E2534. Cerebral Dural Venous Sinus Thrombosis on Noncontrast CT Head: A Case Series
  1. Rachana Borkar; Bridgeport Hospital
  2. Aishwariya Vegunta; Bridgeport Hospital
  3. Namita Bhagat; Bridgeport Hospital
  4. Gaurav Cheraya; Bridgeport Hospital
Cerebral venous sinus thrombosis (CVST) is a rare condition, accounting for 0.5% of all cerebrovascular disease. Most patients (87.5%) have predisposing conditions, with more than one coexistent risk factor. CVST can present in a wide spectrum of symptoms from asymptomatic to coma and death. It is important to be aware of the findings on noncontrast CT for patients presenting in the ED to be able to make the pertinent diagnosis. Here we present two cases with incidental dural venous sinus thrombosis found on noncontrast CT head at our institution and two cases with CVST mimics.

Educational Goals / Teaching Points
Remain aware of direct and indirect signs of CVST on non contrast computed tomography (CT), prompt communication of findings with clinical team, and recommend pertinent follow up imaging for definitive diagnosis.

Key Anatomic/Physiologic Issues and Imaging Findings/Techniques
The most prevalent type of CVST is dural sinus thrombosis. It is thrombotic occlusion of one or more dural sinuses. The superior sagittal sinus is most commonly affected, followed by the transverse sinus. Deep cerebral venous thrombosis involves the internal cerebral veins, vein of Galen, the basal veins of Rosenthal and their tributaries.
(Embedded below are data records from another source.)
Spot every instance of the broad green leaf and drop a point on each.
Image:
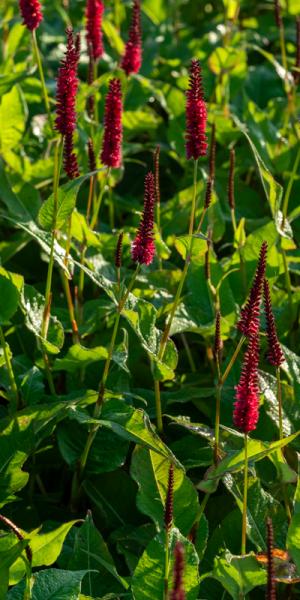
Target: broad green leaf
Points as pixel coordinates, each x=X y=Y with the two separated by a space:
x=12 y=125
x=148 y=577
x=91 y=552
x=260 y=505
x=256 y=451
x=52 y=584
x=238 y=574
x=9 y=294
x=33 y=304
x=151 y=472
x=66 y=200
x=272 y=189
x=79 y=357
x=293 y=536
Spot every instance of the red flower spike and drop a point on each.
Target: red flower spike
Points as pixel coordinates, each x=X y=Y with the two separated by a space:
x=111 y=154
x=168 y=515
x=271 y=585
x=143 y=247
x=70 y=158
x=248 y=323
x=132 y=59
x=67 y=84
x=275 y=355
x=94 y=13
x=178 y=592
x=91 y=156
x=118 y=254
x=246 y=407
x=196 y=114
x=31 y=12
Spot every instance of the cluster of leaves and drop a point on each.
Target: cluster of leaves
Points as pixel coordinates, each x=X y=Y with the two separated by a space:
x=110 y=543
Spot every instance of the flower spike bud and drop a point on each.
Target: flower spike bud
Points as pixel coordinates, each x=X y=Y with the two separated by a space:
x=168 y=516
x=67 y=85
x=70 y=158
x=275 y=355
x=94 y=13
x=271 y=585
x=196 y=114
x=118 y=254
x=91 y=156
x=246 y=407
x=31 y=12
x=111 y=154
x=132 y=59
x=178 y=592
x=143 y=247
x=231 y=200
x=248 y=323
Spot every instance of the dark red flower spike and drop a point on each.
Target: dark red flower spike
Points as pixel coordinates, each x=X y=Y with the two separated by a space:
x=31 y=12
x=196 y=114
x=248 y=323
x=111 y=154
x=143 y=247
x=246 y=407
x=132 y=59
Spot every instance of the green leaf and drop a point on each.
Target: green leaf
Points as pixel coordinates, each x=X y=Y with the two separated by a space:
x=148 y=577
x=52 y=584
x=256 y=451
x=272 y=189
x=66 y=200
x=238 y=574
x=91 y=552
x=33 y=304
x=79 y=357
x=293 y=536
x=151 y=472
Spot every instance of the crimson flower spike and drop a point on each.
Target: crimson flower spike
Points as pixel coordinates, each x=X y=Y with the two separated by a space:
x=143 y=247
x=168 y=514
x=248 y=323
x=246 y=407
x=94 y=13
x=196 y=114
x=132 y=59
x=271 y=585
x=275 y=355
x=178 y=592
x=111 y=154
x=31 y=12
x=67 y=85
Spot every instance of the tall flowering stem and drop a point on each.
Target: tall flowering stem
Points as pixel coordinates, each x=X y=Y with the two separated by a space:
x=168 y=519
x=32 y=16
x=271 y=584
x=275 y=355
x=132 y=59
x=178 y=592
x=196 y=146
x=246 y=411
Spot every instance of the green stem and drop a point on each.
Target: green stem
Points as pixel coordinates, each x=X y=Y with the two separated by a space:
x=217 y=423
x=232 y=360
x=244 y=522
x=101 y=389
x=166 y=578
x=57 y=167
x=95 y=216
x=42 y=78
x=289 y=188
x=10 y=371
x=279 y=398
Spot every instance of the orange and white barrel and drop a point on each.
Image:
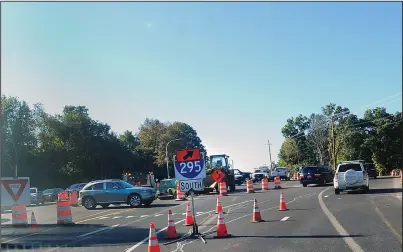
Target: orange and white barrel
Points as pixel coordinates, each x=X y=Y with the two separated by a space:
x=64 y=215
x=277 y=182
x=265 y=184
x=249 y=186
x=19 y=215
x=223 y=189
x=180 y=195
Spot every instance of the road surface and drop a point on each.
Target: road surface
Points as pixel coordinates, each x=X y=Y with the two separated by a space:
x=317 y=220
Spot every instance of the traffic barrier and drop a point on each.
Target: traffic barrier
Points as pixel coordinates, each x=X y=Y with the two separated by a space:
x=277 y=183
x=283 y=205
x=265 y=184
x=256 y=216
x=74 y=199
x=180 y=196
x=64 y=216
x=189 y=215
x=249 y=186
x=34 y=224
x=221 y=227
x=223 y=189
x=153 y=245
x=171 y=230
x=218 y=208
x=19 y=215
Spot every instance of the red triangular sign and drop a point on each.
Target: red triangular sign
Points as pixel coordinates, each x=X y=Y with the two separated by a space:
x=7 y=183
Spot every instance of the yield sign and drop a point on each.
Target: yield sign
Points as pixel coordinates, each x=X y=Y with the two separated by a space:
x=15 y=183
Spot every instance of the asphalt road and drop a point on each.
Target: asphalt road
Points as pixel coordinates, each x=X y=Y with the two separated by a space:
x=317 y=220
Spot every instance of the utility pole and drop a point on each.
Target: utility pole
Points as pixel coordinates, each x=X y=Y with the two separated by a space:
x=268 y=143
x=333 y=142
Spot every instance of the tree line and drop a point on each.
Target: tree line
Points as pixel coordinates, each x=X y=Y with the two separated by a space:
x=336 y=135
x=71 y=147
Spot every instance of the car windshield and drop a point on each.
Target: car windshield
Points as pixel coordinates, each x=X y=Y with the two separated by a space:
x=346 y=167
x=49 y=191
x=124 y=184
x=310 y=169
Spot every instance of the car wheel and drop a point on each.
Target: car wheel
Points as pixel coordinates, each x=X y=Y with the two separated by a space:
x=134 y=200
x=89 y=203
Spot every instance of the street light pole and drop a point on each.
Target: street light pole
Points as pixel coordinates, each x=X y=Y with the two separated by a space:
x=166 y=154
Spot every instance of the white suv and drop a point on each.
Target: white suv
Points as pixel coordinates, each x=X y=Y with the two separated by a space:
x=350 y=175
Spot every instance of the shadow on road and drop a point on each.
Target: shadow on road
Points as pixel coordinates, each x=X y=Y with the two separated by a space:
x=75 y=237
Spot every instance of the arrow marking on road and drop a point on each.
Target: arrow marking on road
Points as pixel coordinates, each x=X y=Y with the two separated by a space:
x=97 y=231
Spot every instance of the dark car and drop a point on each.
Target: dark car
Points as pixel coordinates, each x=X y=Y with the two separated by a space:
x=50 y=195
x=315 y=175
x=75 y=187
x=370 y=169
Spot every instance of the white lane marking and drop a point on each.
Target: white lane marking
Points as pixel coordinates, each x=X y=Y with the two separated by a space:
x=339 y=228
x=163 y=229
x=97 y=231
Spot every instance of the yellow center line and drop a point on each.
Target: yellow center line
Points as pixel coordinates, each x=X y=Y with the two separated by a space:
x=81 y=221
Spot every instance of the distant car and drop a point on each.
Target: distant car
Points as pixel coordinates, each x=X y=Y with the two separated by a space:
x=350 y=175
x=36 y=196
x=75 y=187
x=315 y=175
x=115 y=191
x=50 y=195
x=371 y=170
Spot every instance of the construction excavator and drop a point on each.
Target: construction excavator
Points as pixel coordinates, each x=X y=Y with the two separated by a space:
x=225 y=164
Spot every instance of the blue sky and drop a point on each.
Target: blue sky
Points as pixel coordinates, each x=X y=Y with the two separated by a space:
x=234 y=71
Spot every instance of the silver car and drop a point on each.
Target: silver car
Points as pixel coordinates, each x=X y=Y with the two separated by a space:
x=114 y=191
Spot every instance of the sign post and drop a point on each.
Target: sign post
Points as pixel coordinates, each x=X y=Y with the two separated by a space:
x=15 y=191
x=190 y=170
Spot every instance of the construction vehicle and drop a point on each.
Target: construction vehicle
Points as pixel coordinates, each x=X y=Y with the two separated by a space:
x=226 y=165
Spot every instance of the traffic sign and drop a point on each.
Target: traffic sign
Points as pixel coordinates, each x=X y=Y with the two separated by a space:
x=188 y=155
x=190 y=165
x=196 y=185
x=15 y=191
x=217 y=175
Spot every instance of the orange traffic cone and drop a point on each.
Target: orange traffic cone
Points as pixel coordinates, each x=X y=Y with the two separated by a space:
x=218 y=208
x=256 y=216
x=34 y=224
x=283 y=205
x=171 y=231
x=189 y=216
x=153 y=245
x=221 y=227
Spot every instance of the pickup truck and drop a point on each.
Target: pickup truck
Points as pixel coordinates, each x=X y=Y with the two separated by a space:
x=281 y=172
The straight sinus is usually included with the deep cerebral veins. Involvement of the deep cerebral veins is present in approximately 10% of all patients with CVST and is often seen along with sinus thrombosis. Cortical venous thrombosis (CVT) indicates thrombosis of the superficial cortical veins including the anastomotic vein of Labbe. CVT most commonly affects the frontal cortical veins, followed by the parietal veins. We describe two cases seen on emergent NCCT head obtained for symptoms ranging from headache to aphasia. Imaging features on NCCT head including (cord sign - cordlike hyperdensity within a dural venous sinus on non-contrast enhanced CT of the brain, especially within the transverse sinus), dense vein sign (hyperdensity with dural sinuses or cerebral veins), non-territorial parenchymal hypodensity due to venous hypertension, and unilateral or bilateral superficial parenchymal hemorrhage. Failure to identify CVST causes adverse outcomes in the majority of patients, whereas timely anticoagulation or mechanical thrombectomy directed towards CVST resolution, has favorable outcomes in up to 80% patients. It is necessary to be prudent and try to rule out obvious mimics such as hyperdense sinuses in patients with raised H&H and artefactual defects on postcontrast CT done for other purposes.
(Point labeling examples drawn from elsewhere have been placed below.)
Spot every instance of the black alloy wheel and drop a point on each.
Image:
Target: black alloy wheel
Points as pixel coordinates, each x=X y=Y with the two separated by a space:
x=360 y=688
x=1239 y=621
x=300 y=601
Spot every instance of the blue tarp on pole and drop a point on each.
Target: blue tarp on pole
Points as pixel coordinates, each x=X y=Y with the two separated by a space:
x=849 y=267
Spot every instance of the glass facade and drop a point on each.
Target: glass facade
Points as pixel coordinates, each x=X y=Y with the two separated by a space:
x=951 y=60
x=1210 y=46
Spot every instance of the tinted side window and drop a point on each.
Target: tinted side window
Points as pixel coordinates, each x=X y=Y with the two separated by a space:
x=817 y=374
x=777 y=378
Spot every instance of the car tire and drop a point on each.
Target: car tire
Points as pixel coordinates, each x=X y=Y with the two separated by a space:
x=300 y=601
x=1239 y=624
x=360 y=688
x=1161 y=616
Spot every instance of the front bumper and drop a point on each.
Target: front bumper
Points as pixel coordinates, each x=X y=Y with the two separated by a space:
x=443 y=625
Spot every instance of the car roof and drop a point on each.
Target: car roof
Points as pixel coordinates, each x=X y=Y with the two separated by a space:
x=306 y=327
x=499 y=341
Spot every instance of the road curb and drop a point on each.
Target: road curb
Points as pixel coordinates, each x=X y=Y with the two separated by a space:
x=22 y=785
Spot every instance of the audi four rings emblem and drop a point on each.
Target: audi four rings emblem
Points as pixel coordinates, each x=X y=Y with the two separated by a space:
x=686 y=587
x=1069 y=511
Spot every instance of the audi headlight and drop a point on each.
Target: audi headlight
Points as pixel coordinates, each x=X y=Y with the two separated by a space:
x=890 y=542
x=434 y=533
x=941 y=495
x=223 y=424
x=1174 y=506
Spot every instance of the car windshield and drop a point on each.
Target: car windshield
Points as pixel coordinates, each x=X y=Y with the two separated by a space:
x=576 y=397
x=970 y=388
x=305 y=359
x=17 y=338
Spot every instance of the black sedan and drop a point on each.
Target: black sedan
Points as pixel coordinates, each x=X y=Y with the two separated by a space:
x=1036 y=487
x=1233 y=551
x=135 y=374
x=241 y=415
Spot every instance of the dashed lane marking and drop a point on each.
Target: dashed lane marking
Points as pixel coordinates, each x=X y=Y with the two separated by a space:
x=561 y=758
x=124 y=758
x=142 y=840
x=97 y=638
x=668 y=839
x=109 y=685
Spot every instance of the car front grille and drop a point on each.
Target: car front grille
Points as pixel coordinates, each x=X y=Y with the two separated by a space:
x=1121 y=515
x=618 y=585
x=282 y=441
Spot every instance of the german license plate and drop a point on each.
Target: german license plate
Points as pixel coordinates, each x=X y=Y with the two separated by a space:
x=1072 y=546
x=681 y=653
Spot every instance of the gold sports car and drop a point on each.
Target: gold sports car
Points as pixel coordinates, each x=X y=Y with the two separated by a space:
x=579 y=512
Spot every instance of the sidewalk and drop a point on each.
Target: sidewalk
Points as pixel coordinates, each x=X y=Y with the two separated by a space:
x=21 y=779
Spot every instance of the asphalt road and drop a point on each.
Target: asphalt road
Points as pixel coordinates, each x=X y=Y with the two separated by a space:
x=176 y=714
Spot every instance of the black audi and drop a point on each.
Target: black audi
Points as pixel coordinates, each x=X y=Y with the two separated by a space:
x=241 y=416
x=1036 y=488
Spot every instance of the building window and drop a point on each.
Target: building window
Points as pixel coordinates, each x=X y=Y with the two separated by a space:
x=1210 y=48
CVST is a diagnosis with grave outcomes if not diagnosed in a timely manner. NCCT head is usually the first and sometimes the only cranial imaging in patients presenting in emergency departments with vague presentations. It may sometimes accompany osseous cranial injury in trauma patients presenting subacutely. Being aware of subtle imaging findings in the current postpandemic scenario and other patient populations with increased coagulability is of significance in preventing morbidity and mortality. Awareness of and ability to rule out mimics from pertinent labs and history is also discussed.